HOGE RAAD DER NEDERLANDEN
STRAFKAMER
Nummer21/01340
Datum13 december 2022
ARREST
op het beroep in cassatie tegen een arrest van het gerechtshof Arnhem-Leeuwarden van 23 maart 2021, nummer 21-000999-19, in de strafzaak
tegen
[verdachte] ,
geboren te [geboorteplaats] op [geboortedatum] 1960,
hierna: de verdachte.

1.Procesverloop in cassatie

Het beroep is ingesteld door de verdachte. Namens deze hebben R.J. Baumgardt, P. van Dongen en S. van den Akker, allen advocaat te Rotterdam, bij schriftuur een cassatiemiddel voorgesteld. De schriftuur is aan dit arrest gehecht en maakt daarvan deel uit.
De advocaat-generaal T.N.B.M. Spronken heeft geconcludeerd tot verwerping van het beroep.

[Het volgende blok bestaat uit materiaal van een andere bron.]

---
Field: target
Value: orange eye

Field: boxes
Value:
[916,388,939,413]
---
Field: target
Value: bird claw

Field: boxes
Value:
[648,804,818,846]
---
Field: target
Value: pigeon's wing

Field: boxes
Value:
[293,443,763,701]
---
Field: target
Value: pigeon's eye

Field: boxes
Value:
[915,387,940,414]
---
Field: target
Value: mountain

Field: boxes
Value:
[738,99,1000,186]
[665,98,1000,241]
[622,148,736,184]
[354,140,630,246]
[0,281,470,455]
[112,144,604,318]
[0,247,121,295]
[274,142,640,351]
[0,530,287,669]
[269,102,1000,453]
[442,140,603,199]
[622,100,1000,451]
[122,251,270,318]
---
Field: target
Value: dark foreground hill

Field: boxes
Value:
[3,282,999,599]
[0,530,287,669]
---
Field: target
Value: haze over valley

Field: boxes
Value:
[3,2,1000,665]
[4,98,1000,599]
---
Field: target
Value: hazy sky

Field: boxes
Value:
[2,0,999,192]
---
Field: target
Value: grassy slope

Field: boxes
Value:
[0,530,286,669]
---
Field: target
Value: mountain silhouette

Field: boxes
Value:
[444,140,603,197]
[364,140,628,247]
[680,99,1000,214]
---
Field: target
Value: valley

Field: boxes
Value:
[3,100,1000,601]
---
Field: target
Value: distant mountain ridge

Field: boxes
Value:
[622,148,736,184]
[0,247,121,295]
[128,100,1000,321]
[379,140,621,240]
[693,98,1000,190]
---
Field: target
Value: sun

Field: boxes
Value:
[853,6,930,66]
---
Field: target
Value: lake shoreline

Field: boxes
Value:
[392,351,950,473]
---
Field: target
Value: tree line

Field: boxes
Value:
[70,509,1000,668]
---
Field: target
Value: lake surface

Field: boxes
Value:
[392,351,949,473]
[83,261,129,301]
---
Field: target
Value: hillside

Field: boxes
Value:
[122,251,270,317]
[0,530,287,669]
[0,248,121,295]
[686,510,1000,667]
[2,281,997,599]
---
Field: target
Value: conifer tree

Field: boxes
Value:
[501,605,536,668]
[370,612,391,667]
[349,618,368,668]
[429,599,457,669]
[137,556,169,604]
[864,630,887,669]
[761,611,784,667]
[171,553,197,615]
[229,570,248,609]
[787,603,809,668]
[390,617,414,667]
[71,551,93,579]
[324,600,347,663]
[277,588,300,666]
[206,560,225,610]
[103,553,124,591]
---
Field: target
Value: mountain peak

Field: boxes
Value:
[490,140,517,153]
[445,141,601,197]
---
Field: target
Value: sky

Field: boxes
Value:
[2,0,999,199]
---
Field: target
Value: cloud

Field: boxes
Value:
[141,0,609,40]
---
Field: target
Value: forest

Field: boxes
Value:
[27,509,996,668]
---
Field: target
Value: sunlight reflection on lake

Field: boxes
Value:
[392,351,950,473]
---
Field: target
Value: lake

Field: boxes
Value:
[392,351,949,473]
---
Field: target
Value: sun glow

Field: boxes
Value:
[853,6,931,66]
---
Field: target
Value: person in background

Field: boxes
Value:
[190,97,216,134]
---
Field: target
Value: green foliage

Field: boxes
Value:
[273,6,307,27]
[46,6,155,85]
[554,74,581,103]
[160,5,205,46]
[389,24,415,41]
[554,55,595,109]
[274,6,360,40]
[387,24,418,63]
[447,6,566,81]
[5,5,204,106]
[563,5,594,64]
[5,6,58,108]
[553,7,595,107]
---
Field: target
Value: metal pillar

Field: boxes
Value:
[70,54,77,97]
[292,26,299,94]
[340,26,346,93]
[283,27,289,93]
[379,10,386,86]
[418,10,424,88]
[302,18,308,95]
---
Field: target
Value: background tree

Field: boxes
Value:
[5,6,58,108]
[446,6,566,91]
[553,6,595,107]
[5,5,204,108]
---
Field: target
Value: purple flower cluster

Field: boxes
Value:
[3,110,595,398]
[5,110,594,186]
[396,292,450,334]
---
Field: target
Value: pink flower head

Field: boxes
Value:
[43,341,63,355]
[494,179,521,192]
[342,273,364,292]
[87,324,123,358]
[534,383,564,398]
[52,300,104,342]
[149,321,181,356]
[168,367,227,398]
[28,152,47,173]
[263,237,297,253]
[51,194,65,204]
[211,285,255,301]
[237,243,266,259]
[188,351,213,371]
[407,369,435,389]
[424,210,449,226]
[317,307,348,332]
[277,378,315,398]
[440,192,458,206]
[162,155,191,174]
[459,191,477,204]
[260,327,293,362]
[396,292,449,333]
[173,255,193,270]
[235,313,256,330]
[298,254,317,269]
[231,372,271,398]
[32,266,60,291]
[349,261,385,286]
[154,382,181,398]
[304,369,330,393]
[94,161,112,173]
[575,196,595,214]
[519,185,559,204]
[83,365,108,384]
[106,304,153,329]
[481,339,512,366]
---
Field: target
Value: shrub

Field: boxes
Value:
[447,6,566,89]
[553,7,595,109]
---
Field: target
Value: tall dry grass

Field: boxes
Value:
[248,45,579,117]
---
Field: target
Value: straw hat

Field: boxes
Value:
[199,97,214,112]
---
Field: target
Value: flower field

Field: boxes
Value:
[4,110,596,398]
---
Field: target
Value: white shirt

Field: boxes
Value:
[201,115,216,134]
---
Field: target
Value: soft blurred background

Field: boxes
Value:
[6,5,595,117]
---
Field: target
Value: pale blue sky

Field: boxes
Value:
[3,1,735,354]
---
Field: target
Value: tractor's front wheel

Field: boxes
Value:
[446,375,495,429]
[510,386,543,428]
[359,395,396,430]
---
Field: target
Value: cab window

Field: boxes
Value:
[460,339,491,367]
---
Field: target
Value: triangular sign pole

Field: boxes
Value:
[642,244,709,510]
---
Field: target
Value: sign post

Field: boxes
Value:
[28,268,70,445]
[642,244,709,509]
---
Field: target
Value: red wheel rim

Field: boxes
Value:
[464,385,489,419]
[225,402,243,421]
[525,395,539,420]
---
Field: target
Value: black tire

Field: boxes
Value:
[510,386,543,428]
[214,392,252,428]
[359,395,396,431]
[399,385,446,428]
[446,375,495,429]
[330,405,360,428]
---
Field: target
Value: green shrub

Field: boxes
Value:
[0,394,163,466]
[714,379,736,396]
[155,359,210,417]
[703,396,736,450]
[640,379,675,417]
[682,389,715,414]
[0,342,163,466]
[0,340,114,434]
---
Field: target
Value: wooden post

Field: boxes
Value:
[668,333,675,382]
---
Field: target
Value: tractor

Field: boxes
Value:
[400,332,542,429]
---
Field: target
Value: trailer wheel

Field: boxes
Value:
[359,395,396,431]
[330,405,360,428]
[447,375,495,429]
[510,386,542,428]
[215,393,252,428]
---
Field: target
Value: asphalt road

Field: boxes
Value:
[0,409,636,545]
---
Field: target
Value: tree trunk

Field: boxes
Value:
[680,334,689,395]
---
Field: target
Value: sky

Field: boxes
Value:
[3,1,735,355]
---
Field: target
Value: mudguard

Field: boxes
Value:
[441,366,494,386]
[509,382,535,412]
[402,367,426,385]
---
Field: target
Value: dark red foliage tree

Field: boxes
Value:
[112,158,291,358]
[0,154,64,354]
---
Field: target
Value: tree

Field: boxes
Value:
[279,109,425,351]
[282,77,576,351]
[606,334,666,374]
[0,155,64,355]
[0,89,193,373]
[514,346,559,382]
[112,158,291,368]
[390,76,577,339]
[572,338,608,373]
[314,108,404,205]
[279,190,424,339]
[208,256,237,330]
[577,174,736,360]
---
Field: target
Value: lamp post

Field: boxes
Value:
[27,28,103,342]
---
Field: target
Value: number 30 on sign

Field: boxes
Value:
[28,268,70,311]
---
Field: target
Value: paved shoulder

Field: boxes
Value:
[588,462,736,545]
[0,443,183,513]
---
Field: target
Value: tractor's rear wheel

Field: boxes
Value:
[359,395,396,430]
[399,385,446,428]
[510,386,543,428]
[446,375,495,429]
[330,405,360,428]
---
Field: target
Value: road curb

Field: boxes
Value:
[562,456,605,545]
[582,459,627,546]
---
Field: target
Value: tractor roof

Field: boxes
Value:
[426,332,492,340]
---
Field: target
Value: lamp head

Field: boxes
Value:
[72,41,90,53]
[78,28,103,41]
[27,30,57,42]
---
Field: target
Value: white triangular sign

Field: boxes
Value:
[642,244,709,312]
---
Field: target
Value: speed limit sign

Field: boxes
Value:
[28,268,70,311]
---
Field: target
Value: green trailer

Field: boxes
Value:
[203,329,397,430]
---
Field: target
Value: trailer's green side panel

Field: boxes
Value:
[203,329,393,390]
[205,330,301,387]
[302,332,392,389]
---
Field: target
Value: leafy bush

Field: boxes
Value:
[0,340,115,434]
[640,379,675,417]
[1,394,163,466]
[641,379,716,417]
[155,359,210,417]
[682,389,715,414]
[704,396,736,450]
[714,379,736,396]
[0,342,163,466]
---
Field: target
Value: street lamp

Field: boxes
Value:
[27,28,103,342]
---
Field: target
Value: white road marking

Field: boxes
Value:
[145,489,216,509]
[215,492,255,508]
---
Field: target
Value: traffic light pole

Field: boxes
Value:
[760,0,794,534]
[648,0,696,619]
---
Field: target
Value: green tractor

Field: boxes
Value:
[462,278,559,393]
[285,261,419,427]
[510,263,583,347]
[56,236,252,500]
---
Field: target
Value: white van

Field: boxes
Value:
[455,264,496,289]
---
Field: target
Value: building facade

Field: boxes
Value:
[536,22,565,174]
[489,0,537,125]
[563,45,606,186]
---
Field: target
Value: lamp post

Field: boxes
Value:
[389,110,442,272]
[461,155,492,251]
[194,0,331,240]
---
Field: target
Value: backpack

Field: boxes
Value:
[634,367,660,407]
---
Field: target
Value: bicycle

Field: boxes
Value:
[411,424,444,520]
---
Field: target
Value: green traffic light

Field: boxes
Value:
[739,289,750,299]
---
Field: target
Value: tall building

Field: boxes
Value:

2.Beoordeling van het cassatiemiddel

2.1
Het cassatiemiddel klaagt over het oordeel van het hof dat sprake is van ‘een onderzoek’ als bedoeld in artikel 8 lid 5 van de Wegenverkeerswet 1994 (hierna: WVW 1994). Het keert zich in het bijzonder tegen het oordeel van het hof dat de resultaten van het bloedonderzoek voor het bewijs kunnen worden gebruikt omdat is voldaan aan het voorschrift dat de bloedmonsters ‘zo spoedig mogelijk’ worden bezorgd bij het laboratorium als bedoeld in artikel 13 lid 1, aanhef en onder d, (oud) van het Besluit alcohol, drugs en geneesmiddelen in het verkeer (hierna: Besluit).
2.2.1
Het hof heeft ten laste van de verdachte bewezenverklaard dat:
“hij op 27 juni 2018 te Breukelen, gemeente Stichtse Vecht een voertuig, te weten een personenauto heeft bestuurd na gebruik van een in artikel 2, van het Besluit alcohol, drugs en geneesmiddelen in het verkeer, aangewezen stof als bedoeld in artikel 8, eerste lid van de Wegenverkeerswet 1994, te weten cannabis, terwijl ingevolge een onderzoek in de zin van artikel 8 van de WVW 94, het gehalte in zijn bloed van de bij die stof vermelde meetbare stof 5,7 microgram THC per liter bloed bedroeg, zijnde hoger dan de in artikel 3 van het genoemd Besluit, bij die stof vermelde grenswaarde.”
2.2.2
Het hof heeft ten aanzien van de bewezenverklaring onder meer het volgende overwogen:
“Het standpunt van de verdediging
(...) Subsidiair heeft de raadsvrouw betoogd dat het bloed na afname niet zo spoedig mogelijk bij het laboratorium dat het bloedonderzoek verricht, is ingezonden. Het vereiste van een spoedig bezorging is een strikte waarborg, nu het ziet op de betrouwbaarheid van de uitkomst van het onderzoek als bedoeld in artikel 8 van WVW 1994. Bewijsuitsluiting dient het gevolg te zijn, zodat ook dan vrijspraak moet volgen.
(...)
Overwegingen van het hof
Van ‘een onderzoek’ als bedoeld in artikel 8, vijfde lid van de WVW 1994 is slechts sprake indien de strikte waarborgen zijn nageleefd waarmee de wetgever dat onderzoek heeft omkleed.
(...)
In artikel 13, eerste lid, onder d van het Besluit is vastgelegd dat bloedmonsters zo spoedig mogelijk dienen te worden bezorgd bij het geaccrediteerde laboratorium als bedoeld in artikel 14, tweede lid, van het Besluit. Op grond van het arrest van de Hoge Raad van 27 maart 1990 (ECLI:NL:HR:1990:AD6972) moet hieronder worden begrepen dat de bloedmonsters ook zonder uitstel worden toegezonden aan het laboratorium. Deze waarborg is een strikte waarborg, zodat het onderzoek bij het niet naleven daarvan niet voor het bewijs mag worden gebezigd.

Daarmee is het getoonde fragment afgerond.